III.   Dommages subis par une entreprise contrôlée

  1. Une plainte selon laquelle une Partie contractante a violé le présent Accord, et selon laquelle une entreprise dotée de la personnalité morale et dûment constituée en conformité avec les lois applicables de cette Partie contractante a subi des pertes ou un dommage en raison ou par suite de ladite violation peut être déposée par un investisseur de l’autre Partie contractante au nom d’une entreprise que l’investisseur détient ou contrôle, directement ou indirectement.

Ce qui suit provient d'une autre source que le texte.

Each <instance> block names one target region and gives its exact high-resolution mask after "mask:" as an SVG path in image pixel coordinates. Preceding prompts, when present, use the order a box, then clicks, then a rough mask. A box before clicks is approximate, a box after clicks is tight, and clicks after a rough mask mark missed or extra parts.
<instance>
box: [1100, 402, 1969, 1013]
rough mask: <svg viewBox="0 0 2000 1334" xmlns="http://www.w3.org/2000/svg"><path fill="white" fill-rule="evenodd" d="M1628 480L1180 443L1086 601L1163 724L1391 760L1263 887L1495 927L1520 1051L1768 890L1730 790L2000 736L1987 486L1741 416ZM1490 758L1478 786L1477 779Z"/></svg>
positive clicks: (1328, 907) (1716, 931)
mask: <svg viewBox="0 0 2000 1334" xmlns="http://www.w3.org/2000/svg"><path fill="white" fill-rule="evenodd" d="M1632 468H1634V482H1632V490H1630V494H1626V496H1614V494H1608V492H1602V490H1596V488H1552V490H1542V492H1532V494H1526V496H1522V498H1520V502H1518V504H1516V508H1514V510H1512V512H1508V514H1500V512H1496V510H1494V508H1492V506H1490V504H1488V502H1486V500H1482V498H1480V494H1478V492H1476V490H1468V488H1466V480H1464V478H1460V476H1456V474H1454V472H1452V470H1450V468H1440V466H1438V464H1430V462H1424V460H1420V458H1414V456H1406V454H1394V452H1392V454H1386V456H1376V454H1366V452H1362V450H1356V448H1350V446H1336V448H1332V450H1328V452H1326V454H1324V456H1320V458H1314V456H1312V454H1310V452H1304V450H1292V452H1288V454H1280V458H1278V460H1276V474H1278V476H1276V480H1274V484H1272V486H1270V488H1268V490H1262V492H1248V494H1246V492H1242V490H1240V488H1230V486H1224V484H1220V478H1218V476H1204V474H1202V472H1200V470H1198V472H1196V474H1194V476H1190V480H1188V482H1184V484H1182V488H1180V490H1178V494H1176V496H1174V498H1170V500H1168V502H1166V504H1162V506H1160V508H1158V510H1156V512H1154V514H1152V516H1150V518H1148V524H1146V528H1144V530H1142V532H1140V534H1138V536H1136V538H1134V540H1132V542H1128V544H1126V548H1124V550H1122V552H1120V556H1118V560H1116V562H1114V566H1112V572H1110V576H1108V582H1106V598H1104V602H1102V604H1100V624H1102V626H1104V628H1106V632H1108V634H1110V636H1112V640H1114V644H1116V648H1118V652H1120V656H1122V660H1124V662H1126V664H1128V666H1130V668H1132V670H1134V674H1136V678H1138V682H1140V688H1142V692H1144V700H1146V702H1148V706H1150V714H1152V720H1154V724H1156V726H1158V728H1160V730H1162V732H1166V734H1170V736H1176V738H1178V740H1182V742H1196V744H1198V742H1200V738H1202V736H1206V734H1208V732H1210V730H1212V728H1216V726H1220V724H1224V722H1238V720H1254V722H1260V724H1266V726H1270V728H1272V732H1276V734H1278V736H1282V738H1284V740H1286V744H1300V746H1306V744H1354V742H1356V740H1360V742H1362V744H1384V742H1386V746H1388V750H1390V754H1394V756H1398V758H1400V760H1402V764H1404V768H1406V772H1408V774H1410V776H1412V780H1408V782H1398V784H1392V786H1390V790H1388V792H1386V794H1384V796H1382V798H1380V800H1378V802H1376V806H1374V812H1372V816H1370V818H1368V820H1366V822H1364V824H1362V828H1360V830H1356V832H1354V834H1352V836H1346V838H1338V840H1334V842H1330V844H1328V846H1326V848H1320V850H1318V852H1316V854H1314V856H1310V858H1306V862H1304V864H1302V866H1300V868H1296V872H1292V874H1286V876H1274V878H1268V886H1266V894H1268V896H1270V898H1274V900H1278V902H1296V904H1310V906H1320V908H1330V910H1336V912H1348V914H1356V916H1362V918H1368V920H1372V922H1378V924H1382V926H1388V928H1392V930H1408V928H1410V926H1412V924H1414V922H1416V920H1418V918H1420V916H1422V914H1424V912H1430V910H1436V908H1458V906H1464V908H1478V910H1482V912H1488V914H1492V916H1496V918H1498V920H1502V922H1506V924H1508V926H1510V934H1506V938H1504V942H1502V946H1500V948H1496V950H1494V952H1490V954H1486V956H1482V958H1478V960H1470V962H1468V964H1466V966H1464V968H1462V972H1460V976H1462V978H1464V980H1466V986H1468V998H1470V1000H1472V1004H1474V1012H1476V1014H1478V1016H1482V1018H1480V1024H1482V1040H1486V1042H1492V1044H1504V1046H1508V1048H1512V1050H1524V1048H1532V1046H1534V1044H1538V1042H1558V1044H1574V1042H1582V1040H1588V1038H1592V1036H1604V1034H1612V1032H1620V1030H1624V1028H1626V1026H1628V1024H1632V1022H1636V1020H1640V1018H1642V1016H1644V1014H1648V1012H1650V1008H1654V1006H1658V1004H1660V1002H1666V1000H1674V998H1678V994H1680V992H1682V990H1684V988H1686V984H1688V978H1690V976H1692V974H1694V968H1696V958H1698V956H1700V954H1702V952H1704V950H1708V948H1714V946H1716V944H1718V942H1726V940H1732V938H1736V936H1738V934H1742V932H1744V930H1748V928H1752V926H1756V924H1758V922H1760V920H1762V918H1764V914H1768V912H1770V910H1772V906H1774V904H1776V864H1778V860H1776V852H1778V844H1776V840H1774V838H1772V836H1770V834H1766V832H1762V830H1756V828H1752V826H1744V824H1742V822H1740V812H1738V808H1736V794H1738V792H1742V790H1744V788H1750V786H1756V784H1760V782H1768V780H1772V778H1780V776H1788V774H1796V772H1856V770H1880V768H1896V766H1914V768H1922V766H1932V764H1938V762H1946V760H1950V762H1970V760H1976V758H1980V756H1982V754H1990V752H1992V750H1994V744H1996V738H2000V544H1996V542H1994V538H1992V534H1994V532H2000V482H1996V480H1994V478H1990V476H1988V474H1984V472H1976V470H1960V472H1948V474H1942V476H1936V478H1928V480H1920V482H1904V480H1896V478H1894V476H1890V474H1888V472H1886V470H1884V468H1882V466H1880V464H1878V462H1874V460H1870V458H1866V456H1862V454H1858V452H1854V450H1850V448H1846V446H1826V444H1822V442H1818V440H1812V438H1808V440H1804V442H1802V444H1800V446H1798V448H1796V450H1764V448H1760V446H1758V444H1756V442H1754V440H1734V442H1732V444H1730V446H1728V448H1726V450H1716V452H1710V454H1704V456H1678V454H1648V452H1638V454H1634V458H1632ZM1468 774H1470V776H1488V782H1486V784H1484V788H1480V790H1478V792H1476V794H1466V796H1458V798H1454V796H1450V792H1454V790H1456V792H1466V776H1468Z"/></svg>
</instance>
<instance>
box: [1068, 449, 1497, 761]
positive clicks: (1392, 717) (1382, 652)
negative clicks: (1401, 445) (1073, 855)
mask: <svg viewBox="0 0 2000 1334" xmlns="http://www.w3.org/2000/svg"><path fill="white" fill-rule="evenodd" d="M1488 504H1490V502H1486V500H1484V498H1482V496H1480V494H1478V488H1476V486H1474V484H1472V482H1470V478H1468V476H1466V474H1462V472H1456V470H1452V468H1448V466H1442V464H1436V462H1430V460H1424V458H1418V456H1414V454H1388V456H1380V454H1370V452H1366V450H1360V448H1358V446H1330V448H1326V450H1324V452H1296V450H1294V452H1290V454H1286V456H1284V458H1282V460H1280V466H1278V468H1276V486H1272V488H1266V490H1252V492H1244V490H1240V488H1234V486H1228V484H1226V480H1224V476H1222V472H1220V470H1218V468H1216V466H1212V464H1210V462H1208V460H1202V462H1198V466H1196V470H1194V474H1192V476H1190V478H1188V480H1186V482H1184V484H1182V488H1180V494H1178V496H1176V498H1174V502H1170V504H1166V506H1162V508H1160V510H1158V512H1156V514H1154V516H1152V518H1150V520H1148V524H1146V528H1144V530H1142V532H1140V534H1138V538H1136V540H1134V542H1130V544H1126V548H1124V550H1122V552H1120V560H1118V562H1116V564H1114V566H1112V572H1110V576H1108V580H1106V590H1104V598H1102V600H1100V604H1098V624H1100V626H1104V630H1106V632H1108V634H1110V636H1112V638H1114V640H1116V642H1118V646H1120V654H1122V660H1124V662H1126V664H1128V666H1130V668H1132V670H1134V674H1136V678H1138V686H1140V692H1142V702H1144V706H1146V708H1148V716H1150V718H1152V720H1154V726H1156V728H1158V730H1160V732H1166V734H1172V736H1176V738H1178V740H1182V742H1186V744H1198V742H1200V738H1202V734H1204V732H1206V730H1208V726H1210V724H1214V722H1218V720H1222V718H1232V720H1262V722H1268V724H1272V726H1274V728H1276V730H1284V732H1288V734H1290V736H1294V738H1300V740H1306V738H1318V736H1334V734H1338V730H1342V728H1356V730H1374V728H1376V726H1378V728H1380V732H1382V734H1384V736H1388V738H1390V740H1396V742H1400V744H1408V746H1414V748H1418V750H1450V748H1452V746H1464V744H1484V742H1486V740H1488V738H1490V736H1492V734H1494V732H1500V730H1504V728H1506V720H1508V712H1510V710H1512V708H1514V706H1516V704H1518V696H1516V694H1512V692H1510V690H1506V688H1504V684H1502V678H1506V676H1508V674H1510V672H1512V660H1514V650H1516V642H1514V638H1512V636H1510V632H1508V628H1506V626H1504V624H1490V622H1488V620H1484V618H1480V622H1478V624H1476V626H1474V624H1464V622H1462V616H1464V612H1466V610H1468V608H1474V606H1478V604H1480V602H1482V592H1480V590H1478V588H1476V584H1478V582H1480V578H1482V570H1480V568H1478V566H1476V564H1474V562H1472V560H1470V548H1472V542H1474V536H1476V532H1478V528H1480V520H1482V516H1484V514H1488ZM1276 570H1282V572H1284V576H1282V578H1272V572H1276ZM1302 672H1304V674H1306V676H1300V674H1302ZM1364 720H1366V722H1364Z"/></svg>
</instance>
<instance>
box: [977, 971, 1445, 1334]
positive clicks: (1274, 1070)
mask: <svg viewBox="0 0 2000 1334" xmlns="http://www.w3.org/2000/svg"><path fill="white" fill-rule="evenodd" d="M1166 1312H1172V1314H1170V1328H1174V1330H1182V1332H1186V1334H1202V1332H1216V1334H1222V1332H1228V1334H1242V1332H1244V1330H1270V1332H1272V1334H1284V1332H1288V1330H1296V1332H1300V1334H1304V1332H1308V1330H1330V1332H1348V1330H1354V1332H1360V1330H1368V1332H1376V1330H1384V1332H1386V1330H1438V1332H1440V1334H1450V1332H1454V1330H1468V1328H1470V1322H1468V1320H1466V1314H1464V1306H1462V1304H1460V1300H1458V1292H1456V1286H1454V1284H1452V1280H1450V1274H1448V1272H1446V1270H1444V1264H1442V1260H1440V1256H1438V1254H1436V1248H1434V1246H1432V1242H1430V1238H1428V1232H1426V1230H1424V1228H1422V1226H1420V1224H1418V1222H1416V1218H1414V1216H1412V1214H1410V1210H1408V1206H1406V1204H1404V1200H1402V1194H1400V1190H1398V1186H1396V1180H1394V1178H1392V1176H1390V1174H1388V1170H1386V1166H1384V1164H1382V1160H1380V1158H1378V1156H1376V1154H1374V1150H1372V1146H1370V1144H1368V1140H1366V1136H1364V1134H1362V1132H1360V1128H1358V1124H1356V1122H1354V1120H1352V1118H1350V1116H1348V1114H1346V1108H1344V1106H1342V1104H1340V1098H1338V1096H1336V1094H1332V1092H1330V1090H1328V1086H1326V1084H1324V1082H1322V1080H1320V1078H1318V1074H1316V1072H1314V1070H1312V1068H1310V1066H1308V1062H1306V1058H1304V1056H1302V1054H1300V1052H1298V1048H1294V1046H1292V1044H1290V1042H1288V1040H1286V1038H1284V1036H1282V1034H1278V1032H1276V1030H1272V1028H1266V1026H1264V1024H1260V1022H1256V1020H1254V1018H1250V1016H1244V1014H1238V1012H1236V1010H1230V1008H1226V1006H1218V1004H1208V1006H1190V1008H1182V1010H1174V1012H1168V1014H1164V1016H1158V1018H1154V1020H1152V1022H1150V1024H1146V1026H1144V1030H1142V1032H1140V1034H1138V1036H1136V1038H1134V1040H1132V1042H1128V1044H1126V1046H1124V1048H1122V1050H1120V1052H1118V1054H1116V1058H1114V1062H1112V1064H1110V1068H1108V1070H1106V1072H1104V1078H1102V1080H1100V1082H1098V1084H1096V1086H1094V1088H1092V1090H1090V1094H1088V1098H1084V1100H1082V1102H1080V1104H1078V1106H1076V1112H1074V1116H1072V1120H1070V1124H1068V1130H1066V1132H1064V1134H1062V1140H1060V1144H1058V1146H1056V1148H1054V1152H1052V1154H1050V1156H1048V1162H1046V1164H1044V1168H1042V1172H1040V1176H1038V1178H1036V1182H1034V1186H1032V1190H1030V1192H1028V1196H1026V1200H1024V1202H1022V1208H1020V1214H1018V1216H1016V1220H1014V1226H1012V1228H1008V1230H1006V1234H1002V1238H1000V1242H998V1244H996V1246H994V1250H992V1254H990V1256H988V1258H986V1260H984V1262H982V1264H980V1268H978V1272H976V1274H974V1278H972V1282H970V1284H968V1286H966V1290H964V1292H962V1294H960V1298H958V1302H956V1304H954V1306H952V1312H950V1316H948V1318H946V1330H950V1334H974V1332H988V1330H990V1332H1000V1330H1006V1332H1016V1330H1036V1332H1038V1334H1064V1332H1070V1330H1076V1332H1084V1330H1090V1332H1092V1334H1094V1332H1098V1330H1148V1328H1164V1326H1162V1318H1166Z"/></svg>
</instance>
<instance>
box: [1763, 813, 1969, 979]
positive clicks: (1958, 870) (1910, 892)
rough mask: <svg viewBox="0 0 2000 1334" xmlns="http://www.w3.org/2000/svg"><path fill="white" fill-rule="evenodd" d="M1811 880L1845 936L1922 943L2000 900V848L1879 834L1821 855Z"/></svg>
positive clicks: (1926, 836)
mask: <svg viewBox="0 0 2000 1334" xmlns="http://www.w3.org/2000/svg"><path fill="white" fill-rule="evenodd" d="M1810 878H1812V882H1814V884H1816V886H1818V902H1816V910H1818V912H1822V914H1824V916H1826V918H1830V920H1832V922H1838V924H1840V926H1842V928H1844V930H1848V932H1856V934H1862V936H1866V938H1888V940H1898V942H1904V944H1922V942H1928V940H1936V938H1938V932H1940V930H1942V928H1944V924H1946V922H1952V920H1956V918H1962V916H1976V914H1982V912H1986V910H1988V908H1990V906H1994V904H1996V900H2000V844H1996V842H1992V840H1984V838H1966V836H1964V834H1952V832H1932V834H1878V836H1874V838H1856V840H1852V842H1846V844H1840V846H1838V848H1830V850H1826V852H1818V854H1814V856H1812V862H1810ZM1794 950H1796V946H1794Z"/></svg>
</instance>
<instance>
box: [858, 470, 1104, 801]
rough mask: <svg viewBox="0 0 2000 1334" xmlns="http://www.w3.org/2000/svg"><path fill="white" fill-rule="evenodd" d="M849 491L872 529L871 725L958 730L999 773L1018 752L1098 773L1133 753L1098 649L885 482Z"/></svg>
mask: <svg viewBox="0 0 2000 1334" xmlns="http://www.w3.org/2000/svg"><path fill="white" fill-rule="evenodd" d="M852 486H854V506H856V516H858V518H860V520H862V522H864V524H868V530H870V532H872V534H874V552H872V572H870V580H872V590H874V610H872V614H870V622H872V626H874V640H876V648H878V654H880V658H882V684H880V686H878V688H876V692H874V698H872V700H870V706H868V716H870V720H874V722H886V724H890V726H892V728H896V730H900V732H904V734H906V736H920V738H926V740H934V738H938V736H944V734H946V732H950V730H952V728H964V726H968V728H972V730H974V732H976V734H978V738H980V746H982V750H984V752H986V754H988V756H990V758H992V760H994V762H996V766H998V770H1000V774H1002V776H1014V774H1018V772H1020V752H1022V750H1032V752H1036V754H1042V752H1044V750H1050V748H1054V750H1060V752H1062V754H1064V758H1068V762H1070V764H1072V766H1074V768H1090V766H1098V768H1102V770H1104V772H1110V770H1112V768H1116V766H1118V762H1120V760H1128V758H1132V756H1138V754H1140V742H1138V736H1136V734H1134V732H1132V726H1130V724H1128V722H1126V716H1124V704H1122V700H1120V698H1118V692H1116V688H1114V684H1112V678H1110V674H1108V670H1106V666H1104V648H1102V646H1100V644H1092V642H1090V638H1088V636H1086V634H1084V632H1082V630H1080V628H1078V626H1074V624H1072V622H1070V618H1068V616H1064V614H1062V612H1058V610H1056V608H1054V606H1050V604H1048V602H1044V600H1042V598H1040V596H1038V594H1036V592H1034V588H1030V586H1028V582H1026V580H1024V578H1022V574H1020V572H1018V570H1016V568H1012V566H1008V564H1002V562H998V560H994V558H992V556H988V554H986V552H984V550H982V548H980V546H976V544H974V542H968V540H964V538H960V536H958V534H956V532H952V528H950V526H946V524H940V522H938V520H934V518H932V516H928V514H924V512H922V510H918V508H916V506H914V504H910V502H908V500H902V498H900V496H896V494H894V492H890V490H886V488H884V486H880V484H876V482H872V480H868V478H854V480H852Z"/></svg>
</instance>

Dans un tel cas,
    1. la sentence est rendue à l’endroit de l’entreprise concernée;
    2. l’investisseur et l’entreprise doivent consentir à l’arbitrage;
    3. l’investisseur et l’entreprise doivent tous les deux renoncer à tout droit d’introduire ou de poursuivre toute autre instance, relative à la mesure prétendue contraire au présent Accord, devant les juridictions civiles ou administratives de la Partie contractante concernée, ou suivant tout mode de règlement des différends quel qu’en soit la nature; et
    4. l’investisseur ne peut déposer. une plainte si plus de trois années se sont écoulées depuis le jour où l’entreprise a eu connaissance pour la première fois, ou aurait dû avoir connaissance, de la violation prétendue et qu’un préjudice ou un dommage lui avait été causé.
  2. Par dérogation à l’alinéa (1) a) ci-dessus, lorsque la Partie contractante partie au différend a privé l’investisseur de la partie adverse du contrôle d’une entreprise, les conditions suivantes ne s’appliquent pas :
    1. le consentement de l’entreprise à l’arbitrage aux termes de l’alinéa 1 b); et
    2. la renonciation de l’entreprise aux termes de l’alinéa 1 c).